Лес звал своим гулом и тягучей промозглостью, поглощая каждого, кто входил в него. Ребекка осторожно перешагивала через сломанные ветки, боясь разбудить шорохом что-то, что так долго спало и в лесу, и в ней самой. Она так давно не была здесь, так давно не смотрела в его дремучие заросли, с тех самых пор, с того самого дня…
Она и сейчас не пошла бы, так и осталась бы в доме вместе с Жоэлем, делая всё, чтобы он заговорил, боясь, что это когда-нибудь случится. Она ловила его взгляд, она хотела, чтобы он посмотрел на неё, – и в то же время боялась этого хотеть.
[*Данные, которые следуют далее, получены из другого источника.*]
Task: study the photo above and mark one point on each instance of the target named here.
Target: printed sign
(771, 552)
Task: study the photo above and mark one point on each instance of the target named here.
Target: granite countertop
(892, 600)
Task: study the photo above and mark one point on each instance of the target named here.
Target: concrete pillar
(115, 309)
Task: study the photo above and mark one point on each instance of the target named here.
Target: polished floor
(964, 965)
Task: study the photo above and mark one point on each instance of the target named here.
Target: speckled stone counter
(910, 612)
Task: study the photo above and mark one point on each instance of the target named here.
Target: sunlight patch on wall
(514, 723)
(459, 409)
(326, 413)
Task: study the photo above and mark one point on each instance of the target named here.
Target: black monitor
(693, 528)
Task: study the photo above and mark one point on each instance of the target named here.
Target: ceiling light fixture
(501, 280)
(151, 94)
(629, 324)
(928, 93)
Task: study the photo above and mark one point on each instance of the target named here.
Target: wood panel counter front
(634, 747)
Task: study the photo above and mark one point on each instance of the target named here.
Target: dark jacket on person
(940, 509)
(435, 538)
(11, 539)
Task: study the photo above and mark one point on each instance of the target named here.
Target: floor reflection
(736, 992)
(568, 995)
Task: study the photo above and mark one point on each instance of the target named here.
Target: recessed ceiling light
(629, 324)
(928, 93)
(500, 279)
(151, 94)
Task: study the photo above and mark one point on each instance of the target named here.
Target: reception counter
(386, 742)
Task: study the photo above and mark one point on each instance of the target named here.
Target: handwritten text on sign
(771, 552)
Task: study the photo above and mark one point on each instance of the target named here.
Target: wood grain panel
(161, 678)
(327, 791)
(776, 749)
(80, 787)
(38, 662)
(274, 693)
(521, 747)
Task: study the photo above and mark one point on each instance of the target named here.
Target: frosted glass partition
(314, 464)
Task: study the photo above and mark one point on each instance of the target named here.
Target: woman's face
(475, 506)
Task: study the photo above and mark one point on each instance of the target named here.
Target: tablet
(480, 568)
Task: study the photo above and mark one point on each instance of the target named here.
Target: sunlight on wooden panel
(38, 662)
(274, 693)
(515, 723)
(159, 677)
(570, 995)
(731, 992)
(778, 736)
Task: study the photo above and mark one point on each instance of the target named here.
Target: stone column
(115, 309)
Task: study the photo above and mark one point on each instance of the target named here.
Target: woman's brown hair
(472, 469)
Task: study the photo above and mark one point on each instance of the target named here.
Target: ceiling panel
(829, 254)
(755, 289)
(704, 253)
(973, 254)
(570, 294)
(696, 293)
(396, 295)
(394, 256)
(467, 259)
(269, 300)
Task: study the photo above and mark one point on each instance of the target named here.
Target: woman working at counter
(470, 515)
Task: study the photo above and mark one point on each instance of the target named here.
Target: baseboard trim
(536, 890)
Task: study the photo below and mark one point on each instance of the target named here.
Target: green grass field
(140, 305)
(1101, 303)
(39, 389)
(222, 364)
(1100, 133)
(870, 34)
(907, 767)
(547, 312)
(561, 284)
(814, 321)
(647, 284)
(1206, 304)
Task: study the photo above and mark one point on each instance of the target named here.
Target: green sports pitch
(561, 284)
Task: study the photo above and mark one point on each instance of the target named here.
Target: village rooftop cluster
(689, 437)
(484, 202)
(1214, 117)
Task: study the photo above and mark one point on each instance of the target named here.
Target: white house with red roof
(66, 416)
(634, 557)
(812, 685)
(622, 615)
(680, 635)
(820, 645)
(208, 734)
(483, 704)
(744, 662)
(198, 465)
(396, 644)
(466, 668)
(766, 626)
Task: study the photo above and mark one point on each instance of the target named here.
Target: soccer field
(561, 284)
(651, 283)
Сейчас в нём не было ни обиды, ни осуждения; во взгляде Жоэля не было ничего, кроме пугающей глубины, застывшей в бесконечности. Как-то ей приснилось огромное озеро, промёрзшее до глубин; глаза Жоэля были такими же, прозрачными и замерзшими.
Ребекка куталась в тонкую кофту, то и дело оглядываясь по сторонам. Особняк уже не было видно, лес давил своей тяжестью, ветви острыми пальцами звали за собой. Ей хотелось развернуться и убежать, но она лишь застыла на месте. Что-то жгучее подступало к сердцу, застилало глаза, отдавало в висках, превращаясь в удушающий жар. Ребекка сама стала жаром, она горела стыдом.
В кустах высокого папоротника сидел Жоэль, в синих шортиках и белой рубашке. Он копался в земле и что-то настырно искал. Ребекка знала что.
– Здесь нет никаких сокровищ, Ребекка, – крикнул мальчик и вылез из кустов. – Ребекка, ты где?
Он звал её и звал, и бегал вокруг папоротника, потом побежал в глубь леса и больше не выходил из него.
Ребекка хотела побежать за ним, хотела крикнуть, что она здесь, обнять, уткнуться в его макушку, целовать его щёки и больше никогда не отпускать, но ноги её не двигались с места, только земля бежала под ними, унося всё дальше и дальше её от него. Жоэля найдут ближе к ночи, полуживого, с распухшей ногой…
Ветер сдувал с плеч тонкую кофту, поднимал платье, путал все её волосы. Ребекка уже не куталась, не защищалась от холода; холод был в ней самой, трескучий, разрывающий на части. Она не слышала ни ветра, ни шума деревьев, ни стука колёс о промозглую землю, не ржания чужих лошадей, ни быстрых нервных шагов, приближающихся к ней.
– Эй, ты, – крикнул кто-то, но будто не ей, будто не здесь, не рядом. – Эй, ты, – повторил опять кто-то, – скажи старику, что земля эта наша. Пусть отдаёт долги, ты поняла? Фабьен всё проиграл!
Ребекка молчала, только издали до неё доносились неполные фразы, непонятные обрывки слов.
– Ты его дочь? – Голос приблизился. – Говори же! – Наклонился над ухом, стал неровно дышать. – А ты ничего такая, хорошенькая, – засмеялся он.
Ребекка очнулась, хотела вскрикнуть, но было уже поздно. Грубая сила толкнула её на промозглую землю, она ударилась головой, платье шуршало, задрался подъюбник. Ребекка увидела чужие глаза.